2. Particle Querying

Once the cache is up to date, particles can be retrieved efficiently via the following methods:

  • **get_obstacles_in_cell()** Takes an active cell iterator and returns all particles relevant to that cell (i.e., particles overlapping or in the immediate vicinity of the cell). It basically just looks up the coarse-level cell-list cache for the cell and its neighbors, making it a very cheap call independent of the total number of particles in the global domain.
  • **find_particles_in_neighborhood()** Takes a particle and returnins all particles within a certain distance. Like the cell query, this leverages the coarse-level cell-list cache making the function very cheap and independent of the total number of particles in the global domain.
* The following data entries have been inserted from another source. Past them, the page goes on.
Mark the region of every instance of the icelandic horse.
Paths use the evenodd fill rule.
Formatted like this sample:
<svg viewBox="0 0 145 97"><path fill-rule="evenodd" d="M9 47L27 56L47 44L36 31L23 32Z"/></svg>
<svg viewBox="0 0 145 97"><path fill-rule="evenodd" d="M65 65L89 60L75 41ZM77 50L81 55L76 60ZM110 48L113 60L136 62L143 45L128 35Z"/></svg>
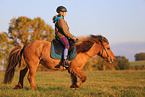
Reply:
<svg viewBox="0 0 145 97"><path fill-rule="evenodd" d="M86 81L86 75L81 71L81 69L93 56L101 56L110 63L115 60L115 56L110 49L108 40L101 35L80 37L74 46L76 46L77 55L75 59L70 61L70 66L68 68L72 81L70 88L77 89ZM34 76L39 64L42 64L44 67L49 69L61 69L58 68L60 60L52 59L50 57L50 52L51 42L48 41L36 40L24 46L16 46L9 55L3 83L7 84L12 82L15 68L18 63L19 66L21 65L21 59L24 58L27 65L20 71L19 82L15 85L14 89L23 88L23 79L28 72L28 80L31 88L36 90L37 87L34 83ZM80 78L79 82L77 82L77 77Z"/></svg>

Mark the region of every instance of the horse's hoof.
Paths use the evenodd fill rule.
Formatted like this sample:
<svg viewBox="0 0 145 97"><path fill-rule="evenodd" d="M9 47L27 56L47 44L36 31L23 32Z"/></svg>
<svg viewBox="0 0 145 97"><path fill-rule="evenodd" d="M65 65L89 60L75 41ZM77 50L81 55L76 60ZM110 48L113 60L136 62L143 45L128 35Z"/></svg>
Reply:
<svg viewBox="0 0 145 97"><path fill-rule="evenodd" d="M74 85L71 85L70 88L72 88L72 89L78 89L79 87L74 84Z"/></svg>
<svg viewBox="0 0 145 97"><path fill-rule="evenodd" d="M22 89L22 87L19 85L15 85L14 89Z"/></svg>

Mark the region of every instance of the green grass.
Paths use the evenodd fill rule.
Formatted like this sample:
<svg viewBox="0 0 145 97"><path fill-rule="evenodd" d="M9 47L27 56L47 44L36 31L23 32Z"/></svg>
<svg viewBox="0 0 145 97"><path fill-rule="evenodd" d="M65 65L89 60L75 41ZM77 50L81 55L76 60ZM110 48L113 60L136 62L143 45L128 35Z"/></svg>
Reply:
<svg viewBox="0 0 145 97"><path fill-rule="evenodd" d="M0 97L143 97L145 96L145 71L84 71L87 81L77 90L70 89L67 71L37 72L31 90L27 77L24 88L14 90L19 73L11 84L0 85ZM0 72L0 83L4 72Z"/></svg>
<svg viewBox="0 0 145 97"><path fill-rule="evenodd" d="M141 65L145 65L145 61L134 61L134 62L130 62L131 66L141 66Z"/></svg>

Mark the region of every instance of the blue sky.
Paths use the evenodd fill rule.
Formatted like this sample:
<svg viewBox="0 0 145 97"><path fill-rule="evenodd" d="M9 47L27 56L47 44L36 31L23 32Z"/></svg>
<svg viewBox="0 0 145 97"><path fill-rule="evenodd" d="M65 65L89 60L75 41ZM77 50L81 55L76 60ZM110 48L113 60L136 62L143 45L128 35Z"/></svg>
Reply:
<svg viewBox="0 0 145 97"><path fill-rule="evenodd" d="M13 17L41 17L54 28L52 17L63 5L70 32L101 34L110 44L145 42L145 0L0 0L0 32Z"/></svg>

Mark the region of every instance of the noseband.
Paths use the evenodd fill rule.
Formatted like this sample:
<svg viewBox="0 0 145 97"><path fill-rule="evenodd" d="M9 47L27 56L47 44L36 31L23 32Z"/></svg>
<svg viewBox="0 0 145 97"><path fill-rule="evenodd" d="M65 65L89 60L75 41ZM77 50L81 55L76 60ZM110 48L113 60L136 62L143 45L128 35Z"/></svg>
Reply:
<svg viewBox="0 0 145 97"><path fill-rule="evenodd" d="M100 54L100 56L103 57L103 50L105 50L105 52L107 54L107 57L110 57L109 54L108 54L108 52L107 52L107 50L106 50L106 48L105 48L105 45L109 45L109 43L106 43L106 44L102 45L103 46L103 49L102 49L102 53ZM112 61L112 58L111 57L110 57L110 61Z"/></svg>

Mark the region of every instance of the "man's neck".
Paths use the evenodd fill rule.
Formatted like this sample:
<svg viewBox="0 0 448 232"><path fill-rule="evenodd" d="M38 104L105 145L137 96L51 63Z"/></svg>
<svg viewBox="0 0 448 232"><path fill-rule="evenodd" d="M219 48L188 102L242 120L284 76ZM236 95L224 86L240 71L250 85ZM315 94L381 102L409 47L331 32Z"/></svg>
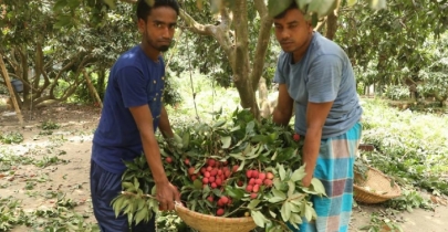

Member Enumeration Documentation

◆ NotifyEvent

template<int dim, typename number , typename ObstacleType >
enum class MeltPoolDG::CellListParticleHandler::NotifyEvent
strong

The type of event that can trigger a notification to subscribers of the obstacle data structure.

Enumerator
ObserverInitialization 

Initialization of the observer. This event is triggered as soon as the observer is registered with the obstacle data structure.

UpdateGhostParticleProperties 

Triggered when the properties of ghost particles are updated. This event is typically triggered after a call to update_ghost_particle_properties().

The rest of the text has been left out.